I haven’t experienced any deathbed words. All the deathbeds I’ve been present at, the people were too sick to say anything. I’ll make a point of saying things before I get that far along. I hope.

lillycoyote's avatar

@Sunny2 I think I knew that, really, already. I think that was really what he was trying to say, in the end, in his own way. But thank you for putting it out there, in that way, for me. Right up front.

Honestly, it has made my eyes well up with tears, a little bit, you’re putting in out for me like that. Thank you. :-)

“Good luck, darlin’”

That really was what he was saying to me, wasn’t it?

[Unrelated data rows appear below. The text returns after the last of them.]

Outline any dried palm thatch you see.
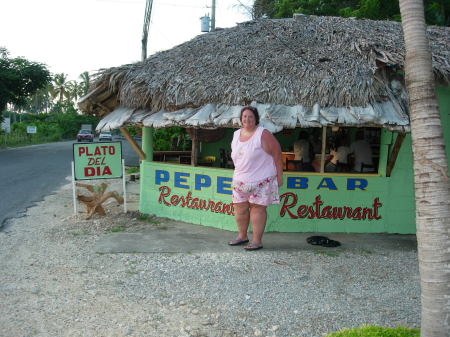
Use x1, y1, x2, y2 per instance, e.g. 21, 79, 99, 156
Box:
79, 15, 450, 131
77, 183, 123, 220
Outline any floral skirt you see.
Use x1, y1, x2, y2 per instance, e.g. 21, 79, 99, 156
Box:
233, 176, 280, 206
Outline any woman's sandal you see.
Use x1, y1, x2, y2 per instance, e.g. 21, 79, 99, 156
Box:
244, 242, 263, 250
228, 238, 248, 246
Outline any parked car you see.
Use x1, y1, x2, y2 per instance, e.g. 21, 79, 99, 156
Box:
77, 130, 94, 142
98, 131, 112, 142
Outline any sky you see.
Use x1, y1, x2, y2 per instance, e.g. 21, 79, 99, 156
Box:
0, 0, 253, 80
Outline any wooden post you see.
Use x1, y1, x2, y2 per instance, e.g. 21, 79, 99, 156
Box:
386, 133, 406, 177
142, 126, 153, 161
120, 127, 145, 160
191, 129, 198, 166
320, 126, 327, 173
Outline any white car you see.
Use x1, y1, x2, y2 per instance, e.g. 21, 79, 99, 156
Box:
98, 131, 112, 142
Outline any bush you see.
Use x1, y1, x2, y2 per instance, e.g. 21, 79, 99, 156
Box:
325, 326, 420, 337
2, 109, 99, 146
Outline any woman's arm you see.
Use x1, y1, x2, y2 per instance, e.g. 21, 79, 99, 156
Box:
261, 130, 283, 187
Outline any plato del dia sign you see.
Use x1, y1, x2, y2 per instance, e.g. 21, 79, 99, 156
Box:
73, 142, 122, 180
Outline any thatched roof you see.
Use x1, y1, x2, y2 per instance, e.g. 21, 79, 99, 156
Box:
79, 15, 450, 131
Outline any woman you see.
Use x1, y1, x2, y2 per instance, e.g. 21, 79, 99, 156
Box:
228, 106, 283, 250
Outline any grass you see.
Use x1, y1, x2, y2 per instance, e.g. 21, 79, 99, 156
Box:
0, 132, 60, 148
138, 214, 159, 225
111, 226, 125, 233
313, 250, 339, 257
325, 325, 420, 337
125, 167, 139, 174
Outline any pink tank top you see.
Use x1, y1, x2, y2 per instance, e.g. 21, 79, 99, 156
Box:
231, 126, 277, 182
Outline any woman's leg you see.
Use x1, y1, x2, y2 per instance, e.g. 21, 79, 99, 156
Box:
250, 204, 267, 245
233, 201, 250, 240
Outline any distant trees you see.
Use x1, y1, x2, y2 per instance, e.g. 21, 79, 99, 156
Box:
253, 0, 450, 26
0, 47, 51, 112
0, 47, 91, 120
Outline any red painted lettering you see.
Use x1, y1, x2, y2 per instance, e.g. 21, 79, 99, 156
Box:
102, 166, 112, 176
84, 167, 95, 177
280, 192, 297, 219
158, 186, 170, 206
280, 192, 382, 220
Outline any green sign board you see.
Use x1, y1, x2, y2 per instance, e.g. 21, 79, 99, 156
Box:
73, 142, 123, 180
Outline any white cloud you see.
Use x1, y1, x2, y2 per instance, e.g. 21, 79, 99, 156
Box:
0, 0, 253, 79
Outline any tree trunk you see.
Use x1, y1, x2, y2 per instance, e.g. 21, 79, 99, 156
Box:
400, 0, 450, 337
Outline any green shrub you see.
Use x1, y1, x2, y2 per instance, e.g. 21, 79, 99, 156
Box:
325, 325, 420, 337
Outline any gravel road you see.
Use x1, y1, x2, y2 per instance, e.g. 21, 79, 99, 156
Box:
0, 180, 420, 337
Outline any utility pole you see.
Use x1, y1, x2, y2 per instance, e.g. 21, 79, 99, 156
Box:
141, 0, 153, 61
211, 0, 216, 32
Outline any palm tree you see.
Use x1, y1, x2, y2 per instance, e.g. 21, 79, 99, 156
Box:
65, 81, 83, 102
53, 73, 68, 103
400, 0, 450, 337
80, 71, 91, 96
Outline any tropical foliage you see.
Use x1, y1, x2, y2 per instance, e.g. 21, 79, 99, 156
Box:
5, 111, 98, 141
253, 0, 450, 26
0, 47, 51, 112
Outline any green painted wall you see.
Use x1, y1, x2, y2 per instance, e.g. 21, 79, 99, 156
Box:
140, 88, 450, 234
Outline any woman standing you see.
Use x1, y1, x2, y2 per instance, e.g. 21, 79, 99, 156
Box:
228, 106, 283, 250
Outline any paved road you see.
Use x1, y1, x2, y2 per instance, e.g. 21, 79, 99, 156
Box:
0, 137, 139, 229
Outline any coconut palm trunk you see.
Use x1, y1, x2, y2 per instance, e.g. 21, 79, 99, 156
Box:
400, 0, 450, 337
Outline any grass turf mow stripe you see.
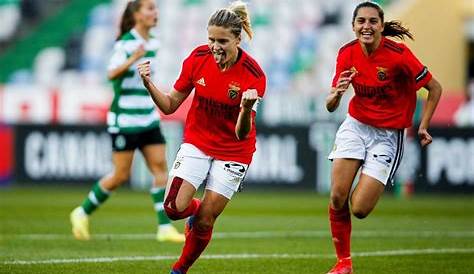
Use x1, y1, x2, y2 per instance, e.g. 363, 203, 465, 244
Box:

Now, the welling up has become a gusher. Damn you, @Sunny2. You’ve made me cry now, and I think it’s going to turn into buckets, in a minute or two. But thank you, so much. That has made it as clear as day to me, so clear that it hurts. :-)

Sunny2's avatar

Tears are usually a necessary part of loss. Let them come.

lillycoyote's avatar

@Sunny2 No worries in that department. I have no problem whatsoever letting the tears flow, even after all these years. I’m a big cry baby and they are a release and a blessing to me, actually… afterwards at least, if not during. Grieving the loss of someone close to you means that you loved and were loved. That is life. If you have never loved anyone or been loved then you really don’t care all that much when people die, right? April 4th and April 5th were, respectively, the 13th anniversary of my mother’s death and the 5th anniversary of my father’s death. It’s been on my mind and so the “Good luck, darlin’” of yours was a straight shot to my heart.